You are viewing a plain text version of this content. The canonical link for it is here.

Posted to dev@beam.apache.org by Reuven Lax <re...@google.com> on 2019/10/21 22:23:18 UTC

Proposal: Dynamic timer support (BEAM-6857)

BEAM-6857 documents the need for dynamic timer support in the Beam API. I
wanted to make a proposal for what this API would look like, and how to
express it in the portability protos.

Background: Today Beam (especially BeamJava) requires a ParDo to statically
declare all timers it accesses at compile time. For example:

class MyDoFn extends DoFn<String, String> {
  @TimerId("timer1") TimerSpec timer1 =
TimerSpecs.timer(TimeDomain(EVENT_TIME));
  @TimerId("timer2") TimerSpec timer2 =
TimerSpecs.timer(TimeDomain(PROCESSING_TIME));

  @ProcessElement
  public void process(@Element String e, @TimerId("timer1") Timer
timer1, @TimerId("timer2") Timer timer2)) {
    timer1.set(...);
    timer2.set(...);
  }

  @OnTimer("timer1") public void onTimer1() { ... }
  @OnTimer("timer2") public void onTimer2() { ... }
}

This requires the author of a ParDo to know the full list of timers ahead
of time, which has been problematic in many cases. One example where it
causes issues is for DSLs such as Euphoria or Scio. DSL authors usually
write ParDos to interpret the code written in the high-level DSL, and so
don't know ahead of time the list of timers needed; alternatives today are
quite ugly: physical code generation or creating a single timer that
multiplexes all of the users logical timers. There are also cases where a
ParDo needs multiple distinct timers, but the set of distinct timers is
controlled by the input data, and therefore not knowable in advance. The
Beam timer API has been insufficient for these use cases.
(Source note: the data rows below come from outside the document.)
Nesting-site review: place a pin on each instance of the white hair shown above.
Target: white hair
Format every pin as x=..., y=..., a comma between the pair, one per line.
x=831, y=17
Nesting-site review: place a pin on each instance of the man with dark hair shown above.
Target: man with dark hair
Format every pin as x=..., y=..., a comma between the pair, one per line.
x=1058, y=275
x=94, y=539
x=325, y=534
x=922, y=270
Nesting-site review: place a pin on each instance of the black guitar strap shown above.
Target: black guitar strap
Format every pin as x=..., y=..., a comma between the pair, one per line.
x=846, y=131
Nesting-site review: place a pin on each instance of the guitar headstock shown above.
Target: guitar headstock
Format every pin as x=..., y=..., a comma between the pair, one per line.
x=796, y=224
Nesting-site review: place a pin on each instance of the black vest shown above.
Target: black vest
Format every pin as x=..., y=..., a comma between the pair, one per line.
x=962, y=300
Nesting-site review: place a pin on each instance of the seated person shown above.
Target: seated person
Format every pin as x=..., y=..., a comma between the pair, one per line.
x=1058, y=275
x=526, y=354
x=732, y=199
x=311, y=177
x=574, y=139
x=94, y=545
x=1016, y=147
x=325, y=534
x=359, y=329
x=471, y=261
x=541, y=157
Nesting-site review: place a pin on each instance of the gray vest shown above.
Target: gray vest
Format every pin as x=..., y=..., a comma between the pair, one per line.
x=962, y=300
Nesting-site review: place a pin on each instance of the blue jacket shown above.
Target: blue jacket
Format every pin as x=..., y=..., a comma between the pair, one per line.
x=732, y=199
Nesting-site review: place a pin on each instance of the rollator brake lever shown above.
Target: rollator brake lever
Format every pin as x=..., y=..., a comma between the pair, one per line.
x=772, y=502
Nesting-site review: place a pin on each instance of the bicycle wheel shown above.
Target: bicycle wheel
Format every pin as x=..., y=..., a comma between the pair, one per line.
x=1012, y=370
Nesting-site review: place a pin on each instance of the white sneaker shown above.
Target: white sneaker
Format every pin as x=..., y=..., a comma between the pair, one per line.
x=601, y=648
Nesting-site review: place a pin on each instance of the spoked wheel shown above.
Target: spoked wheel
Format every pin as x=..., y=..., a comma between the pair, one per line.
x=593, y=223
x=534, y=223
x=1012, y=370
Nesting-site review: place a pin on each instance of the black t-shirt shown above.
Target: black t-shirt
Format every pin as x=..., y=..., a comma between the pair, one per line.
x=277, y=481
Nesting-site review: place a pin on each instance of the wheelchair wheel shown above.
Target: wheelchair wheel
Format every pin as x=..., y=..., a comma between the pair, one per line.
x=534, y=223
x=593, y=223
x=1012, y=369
I propose a new TimerMap construct, which allow a ParDo to dynamically set
named timers. It's use in the Java API would look as follows:

class MyDoFn extends DoFn<String, String> {
  @TimerId("timers") TimerSpec timers =
TimerSpecs.timerMap(TimeDomain(EVENT_TIME));

  @ProcessElement
  public void process(@Element String e, @TimerId("timers") TimerMap
timer)) {
    timers.set("timer1", ...);
    timers.set("timer2", ...);
  }

  @OnTimer("timer") public void onTimer(@TimerId String timerFired,
@Timestamp Instant timerTs) { ... }
}

There is a new TimerSpec type to specify a TimerMap. The TimerMap class
itself allows dynamically setting multiple timers based on a String tag
argument. Each TimerMap has a single callback which when called is given
the id of the timer that is currently firing.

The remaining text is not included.